Validation of an AI-Empowered Markerless Lung Tumor Tracking Method Using a Dynamic Chest Motion Phantom
Abstract
Purpose
Markerless lung tumor tracking has the potential to reduce target margins and improve organ-at-risk (OAR) sparing during radiotherapy. We previously proposed a deep learning–based target decomposition approach for real-time markerless lung tumor tracking. This study quantitatively validates the tracking accuracy of the proposed method using a dynamic chest phantom under multiple realistic respiratory motion patterns.
Methods
An AZ-M2 chest motion phantom, consisting of a mobile lung tumor and pulmonary vessels embedded within a static thorax (heart, spine, and ribs), was used to simulate respiratory motion. During CT simulation, free-breathing and 4DCT scans were acquired with the tumor moving longitudinally according to a sinusoidal waveform.

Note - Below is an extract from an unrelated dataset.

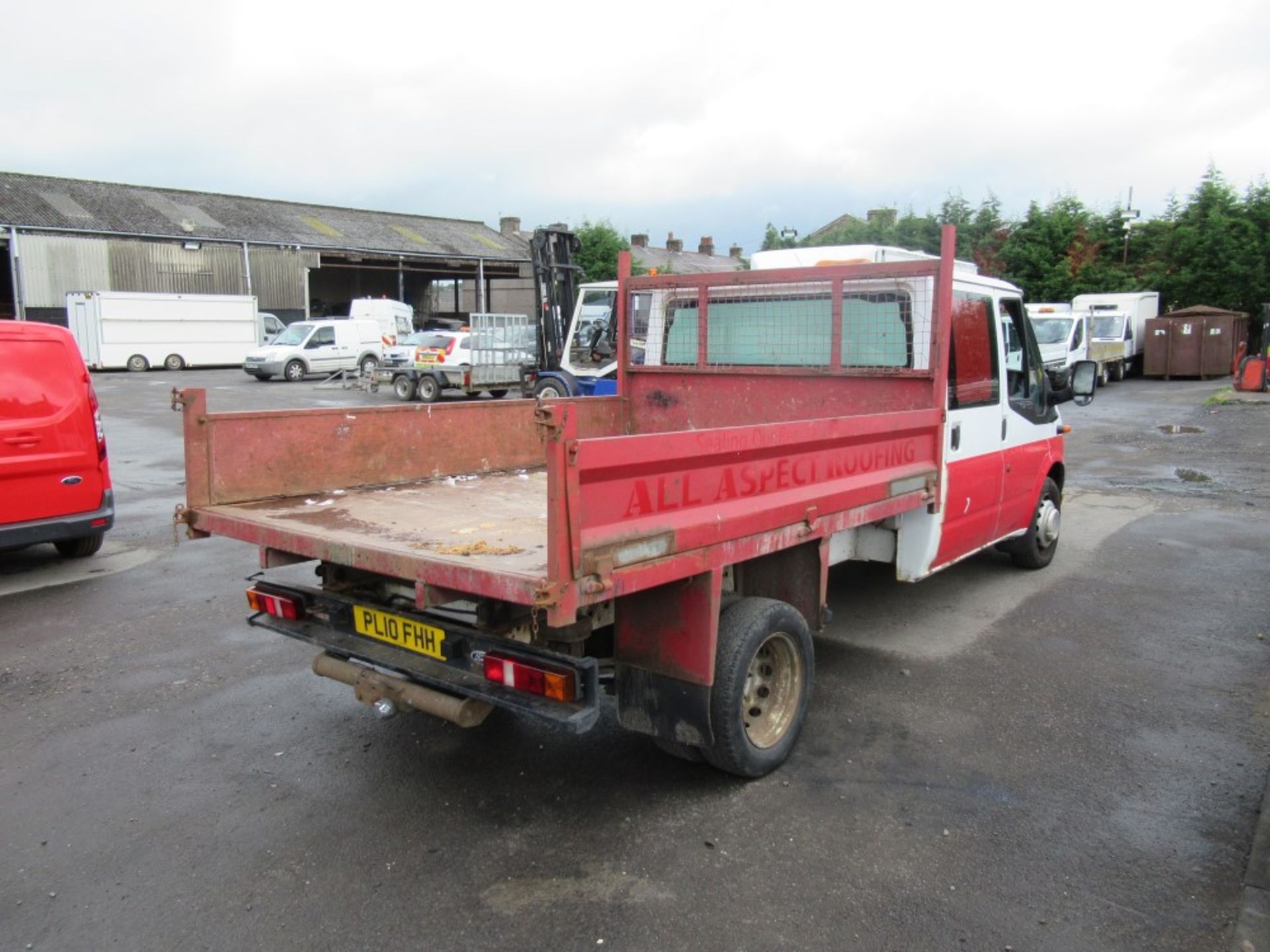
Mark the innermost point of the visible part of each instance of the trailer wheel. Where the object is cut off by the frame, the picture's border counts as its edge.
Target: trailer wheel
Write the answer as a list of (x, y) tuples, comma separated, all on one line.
[(550, 389), (763, 673), (404, 387), (1037, 549), (429, 389), (80, 547)]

A patient-specific deep learning model was trained using pairs of digitally reconstructed radiographs (DRRs) and decomposed target images (DTIs) to transform raw kV projection images into synthetic DTIs with enhanced tumor contrast and suppressed bony anatomy. During treatment delivery, the tumor motion in the phantom was programmed to follow: (1) a standard sinusoidal motion profile, and (2) three free-breathing (FB) and three deep inspiration breath-hold (DIBH) motion waveforms acquired from patients using a Real-time Position Management system. Tumor motion was tracked on synthetic DTIs using template matching, and the resulting trajectories were quantitatively compared with the phantom’s programmed ground-truth motion.
Results
The proposed framework achieved maximum tracking errors of 1.14 mm (with a Mean Absolute Error of 0.231±0.190 mm) for sinusoidal motion, 0.90 mm (0.306±0.196mm) for the FB waveforms, and 0.83 mm(0.268±0.169mm) for the DIBH waveforms. The end-to-end system latency was less than 100 ms, supporting feasibility for real-time clinical implementation.
Conclusion
Algorithm validation using the AZ-M2 chest motion phantom demonstrates that the proposed target-decomposition-based tracking framework achieves sub-millimeter accuracy across a range of realistic respiratory motion patterns. These results support its potential for real-time markerless lung tumor tracking during radiotherapy.